You. He thought as he watched her seat twitch to the kitchen. "Eggs and toast....maybe beacon." He sipped his coffee, amazed at how it never got cold when Robin was around. "I like beacon." His last comment drew a giggle from the creature fixing his meal. She really did sound girlish sometimes....no wonder the confusion at the beginning.





Rasputin hovered at the door, listening intently as the young couple conversed. How Japanese. He thought to himself, saying so much without saying anything at all. He chuckled, and left them to their own defenses, and dances. Things were working out quite nicely all on their own. No need to interfere. He made his way a short distance down the hall, and too the right. Inside was the still sleeping lump of his descendant. Lucy's own favorite grandson.
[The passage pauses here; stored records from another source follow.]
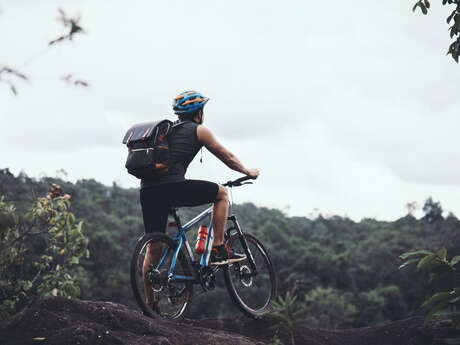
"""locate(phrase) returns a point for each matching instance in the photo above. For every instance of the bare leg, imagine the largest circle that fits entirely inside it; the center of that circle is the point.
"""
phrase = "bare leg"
(219, 215)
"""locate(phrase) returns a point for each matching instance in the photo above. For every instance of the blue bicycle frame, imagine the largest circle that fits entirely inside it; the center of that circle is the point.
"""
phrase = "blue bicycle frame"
(180, 238)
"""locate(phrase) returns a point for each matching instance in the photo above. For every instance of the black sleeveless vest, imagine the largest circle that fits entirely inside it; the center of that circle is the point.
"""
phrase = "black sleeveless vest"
(183, 147)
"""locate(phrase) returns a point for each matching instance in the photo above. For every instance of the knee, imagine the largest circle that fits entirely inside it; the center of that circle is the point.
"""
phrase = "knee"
(222, 194)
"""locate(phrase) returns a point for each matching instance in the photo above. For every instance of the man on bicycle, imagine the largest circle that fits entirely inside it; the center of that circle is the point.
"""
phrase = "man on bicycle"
(158, 195)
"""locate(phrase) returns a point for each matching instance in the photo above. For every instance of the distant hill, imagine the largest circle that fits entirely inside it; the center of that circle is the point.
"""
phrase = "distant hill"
(348, 271)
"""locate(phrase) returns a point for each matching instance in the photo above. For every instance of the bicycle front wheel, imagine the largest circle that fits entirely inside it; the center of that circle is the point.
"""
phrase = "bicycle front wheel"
(156, 293)
(251, 285)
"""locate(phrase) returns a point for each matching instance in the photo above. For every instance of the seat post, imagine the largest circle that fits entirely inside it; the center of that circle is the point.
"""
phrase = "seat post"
(173, 212)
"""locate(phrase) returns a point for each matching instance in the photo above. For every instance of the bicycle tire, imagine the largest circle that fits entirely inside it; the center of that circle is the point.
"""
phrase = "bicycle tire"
(168, 306)
(252, 295)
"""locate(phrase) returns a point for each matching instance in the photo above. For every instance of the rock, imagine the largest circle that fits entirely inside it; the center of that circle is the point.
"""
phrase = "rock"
(58, 321)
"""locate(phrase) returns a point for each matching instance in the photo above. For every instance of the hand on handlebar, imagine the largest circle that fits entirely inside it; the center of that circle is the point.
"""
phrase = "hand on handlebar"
(254, 173)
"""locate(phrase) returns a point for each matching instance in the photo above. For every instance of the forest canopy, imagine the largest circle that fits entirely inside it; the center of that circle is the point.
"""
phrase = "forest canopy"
(334, 263)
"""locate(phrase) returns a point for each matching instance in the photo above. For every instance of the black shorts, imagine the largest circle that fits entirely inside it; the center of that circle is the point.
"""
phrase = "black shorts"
(157, 200)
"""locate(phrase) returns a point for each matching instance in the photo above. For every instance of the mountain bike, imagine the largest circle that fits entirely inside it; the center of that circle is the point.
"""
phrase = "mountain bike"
(251, 284)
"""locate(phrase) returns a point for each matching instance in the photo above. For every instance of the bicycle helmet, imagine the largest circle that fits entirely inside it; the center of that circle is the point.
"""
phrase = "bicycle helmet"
(188, 102)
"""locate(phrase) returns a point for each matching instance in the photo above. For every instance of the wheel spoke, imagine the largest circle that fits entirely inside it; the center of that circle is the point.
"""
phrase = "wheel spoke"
(252, 292)
(157, 294)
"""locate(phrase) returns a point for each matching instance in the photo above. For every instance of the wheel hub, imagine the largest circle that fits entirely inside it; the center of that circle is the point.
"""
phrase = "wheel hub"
(246, 276)
(157, 279)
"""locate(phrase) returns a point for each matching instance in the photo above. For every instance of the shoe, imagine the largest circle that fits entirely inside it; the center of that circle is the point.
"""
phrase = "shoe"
(223, 255)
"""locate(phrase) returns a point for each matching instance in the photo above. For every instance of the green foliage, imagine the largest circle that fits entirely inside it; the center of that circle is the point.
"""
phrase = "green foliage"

It had been on board the air plane when the call from the House said that Luccina had died. It was shortly after they landed that Solomon began the bid for ownership of her lands and titles. The accounts in the Caimans responded saying that the heiress (Robin) had not been proven dead, so no transfer was possible at this time. This caused him to chuckle. No other account would allow them full access, just peaks at how much the shrewd woman had amassed over the years. A peak just big enough to make them drool on themselves.

The apartment was sparce, a chair for sitting, and an old TV with rabbit ears for watching. He sighed to himself, after all the centuries, a bachelor was still a bachelor. He tightened his shabby coat around his broad shoulders and breathed deeply. The young man obviously was staying in Robin's home, while himself and her cousin stayed here. One comment of the conditions, though, and true to suit, she'd have this place fixed for kings. The grin broadened as he laid his head back and closed his eyes. Sleep wasn't necessary for the ancient, but a good rest never hurt anybody.